Freelancer ($1,500-8,000) gets you something custom for less than an agency, but quality and reliability vary wildly, and you are often left maintaining it yourself after launch.
Agency ($6,000-35,000+) buys strategy and a team, but you pay for that team's overhead, usually overkill for a local business that needs a clean, fast, found-on-Google site.
The ongoing costs people forget
The sticker price is not the whole bill. Plan for $1,100 to $5,000 per year in hosting, SSL, backups, plugin and security updates, and basic SEO. A cheap build with no maintenance plan often costs more in the long run when it breaks or gets hacked. For perspective on the cost of doing nothing, see what not having a website actually costs your business.
A faster, fairer middle option
There is a gap between "DIY it yourself" and "$10,000 agency": a done-for-you studio where you work directly with the developer, no agency markup, no account managers. That is how Kodeit builds: a professional, fast, SEO-ready site from around $499-799 to set up and $79-149/month that rolls hosting, security, updates, and SEO into one bill. You get the custom result without the agency price or the DIY time sink. See current pricing and the trade-specific breakdowns for plumbers and electricians.
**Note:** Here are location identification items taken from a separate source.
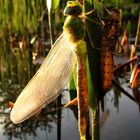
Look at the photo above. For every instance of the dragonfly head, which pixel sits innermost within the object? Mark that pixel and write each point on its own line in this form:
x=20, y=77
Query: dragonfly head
x=73, y=8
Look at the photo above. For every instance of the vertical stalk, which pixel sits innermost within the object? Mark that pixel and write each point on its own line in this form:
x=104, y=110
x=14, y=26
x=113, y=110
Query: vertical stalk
x=83, y=97
x=50, y=17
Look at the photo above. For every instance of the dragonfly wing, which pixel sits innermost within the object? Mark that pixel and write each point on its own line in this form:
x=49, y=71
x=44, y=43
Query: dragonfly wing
x=47, y=83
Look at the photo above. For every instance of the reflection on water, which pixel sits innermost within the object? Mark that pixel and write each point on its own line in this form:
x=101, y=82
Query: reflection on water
x=119, y=116
x=123, y=122
x=43, y=127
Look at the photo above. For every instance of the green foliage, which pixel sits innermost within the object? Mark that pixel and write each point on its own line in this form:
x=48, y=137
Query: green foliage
x=19, y=14
x=52, y=4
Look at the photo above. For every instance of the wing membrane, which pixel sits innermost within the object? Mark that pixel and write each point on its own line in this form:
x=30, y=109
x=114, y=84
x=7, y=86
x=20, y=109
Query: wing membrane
x=47, y=83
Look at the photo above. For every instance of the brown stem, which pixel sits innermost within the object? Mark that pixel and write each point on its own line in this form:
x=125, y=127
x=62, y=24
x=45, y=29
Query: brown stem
x=82, y=96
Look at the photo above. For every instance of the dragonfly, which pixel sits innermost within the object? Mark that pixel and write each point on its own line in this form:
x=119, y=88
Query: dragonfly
x=69, y=51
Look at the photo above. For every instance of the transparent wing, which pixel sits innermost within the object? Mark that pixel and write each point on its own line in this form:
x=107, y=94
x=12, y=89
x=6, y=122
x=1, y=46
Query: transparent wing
x=47, y=83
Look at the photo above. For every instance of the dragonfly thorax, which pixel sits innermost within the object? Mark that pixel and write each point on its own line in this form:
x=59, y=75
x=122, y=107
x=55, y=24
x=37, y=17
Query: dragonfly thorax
x=74, y=27
x=73, y=8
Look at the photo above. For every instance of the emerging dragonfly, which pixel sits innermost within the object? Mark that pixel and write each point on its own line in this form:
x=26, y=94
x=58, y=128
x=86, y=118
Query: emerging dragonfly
x=56, y=71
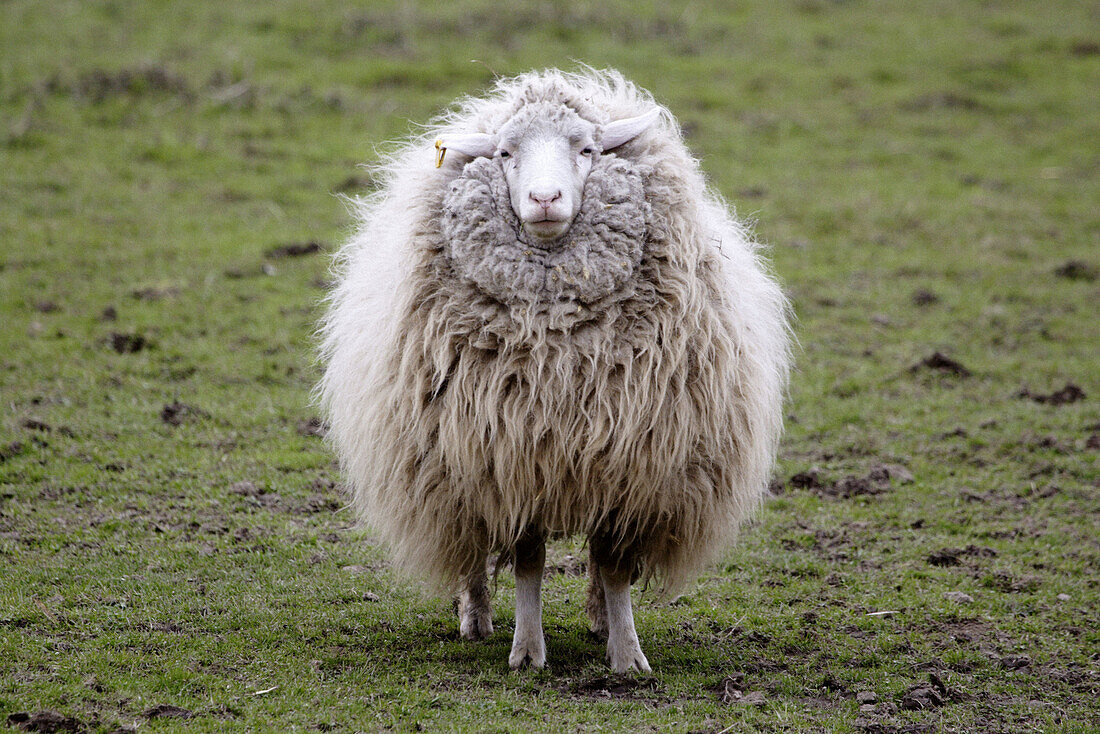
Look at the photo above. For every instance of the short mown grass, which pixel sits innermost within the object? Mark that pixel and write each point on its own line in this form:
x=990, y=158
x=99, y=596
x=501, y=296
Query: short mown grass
x=174, y=549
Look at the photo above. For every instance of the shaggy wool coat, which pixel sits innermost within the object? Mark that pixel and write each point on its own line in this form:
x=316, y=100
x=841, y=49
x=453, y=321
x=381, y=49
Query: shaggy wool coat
x=627, y=380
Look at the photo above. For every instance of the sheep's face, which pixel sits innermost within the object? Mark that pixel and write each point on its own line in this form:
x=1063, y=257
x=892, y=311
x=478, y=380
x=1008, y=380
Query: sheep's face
x=547, y=151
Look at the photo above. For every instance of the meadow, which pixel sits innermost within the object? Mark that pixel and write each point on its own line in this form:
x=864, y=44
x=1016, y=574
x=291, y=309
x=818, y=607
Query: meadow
x=175, y=554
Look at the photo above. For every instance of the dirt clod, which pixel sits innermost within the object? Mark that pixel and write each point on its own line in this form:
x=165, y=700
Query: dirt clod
x=613, y=687
x=952, y=556
x=1068, y=394
x=1076, y=270
x=176, y=413
x=312, y=426
x=45, y=722
x=294, y=250
x=10, y=450
x=128, y=342
x=920, y=698
x=923, y=297
x=958, y=596
x=166, y=711
x=1015, y=661
x=941, y=362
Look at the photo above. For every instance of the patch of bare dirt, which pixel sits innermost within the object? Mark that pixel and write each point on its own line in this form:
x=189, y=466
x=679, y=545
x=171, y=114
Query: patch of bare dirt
x=613, y=687
x=944, y=100
x=942, y=363
x=166, y=711
x=1068, y=394
x=128, y=342
x=953, y=556
x=176, y=413
x=878, y=479
x=294, y=250
x=47, y=722
x=924, y=297
x=154, y=294
x=10, y=450
x=1077, y=270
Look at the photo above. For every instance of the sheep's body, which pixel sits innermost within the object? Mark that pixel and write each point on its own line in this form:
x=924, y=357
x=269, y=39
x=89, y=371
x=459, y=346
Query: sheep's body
x=640, y=404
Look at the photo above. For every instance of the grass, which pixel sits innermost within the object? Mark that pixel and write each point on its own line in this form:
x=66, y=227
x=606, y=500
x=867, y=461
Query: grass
x=924, y=176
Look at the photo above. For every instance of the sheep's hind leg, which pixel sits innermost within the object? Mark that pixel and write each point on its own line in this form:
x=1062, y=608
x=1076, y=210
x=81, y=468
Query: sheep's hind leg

Tools matter too: the right AI stack can cut content and design costs further. BigBangIndex tracks the best free and paid AI tools for small businesses.
FAQ
How much does a small business website cost in 2026? Most professional builds cost $3,000 to $10,000 one-time, with the full range from $0 (DIY) to $35,000+ (agency). Budget another $1,100-5,000 per year for hosting and upkeep.
What is the cheapest way to get a professional website? A DIY builder like Wix or Squarespace ($17-45/mo) is cheapest if you build it yourself. For a custom, done-for-you result at a low price, a direct-with-developer studio (from around $499 setup) undercuts both freelancers and agencies.
Why are agency websites so expensive? Agencies bundle strategy, design, development, and a full team, so you pay for overhead and account management that a local small business rarely needs.
Are there ongoing costs after the website is built? Yes. Hosting, SSL, backups, security updates, and SEO typically run $1,100-5,000 per year. Some providers roll these into a flat monthly fee.
Is a cheap website worth it? A cheap site is worth it only if it is fast, mobile-friendly, secure, and found on Google. A bargain build with no maintenance often costs more later in lost leads and fixes.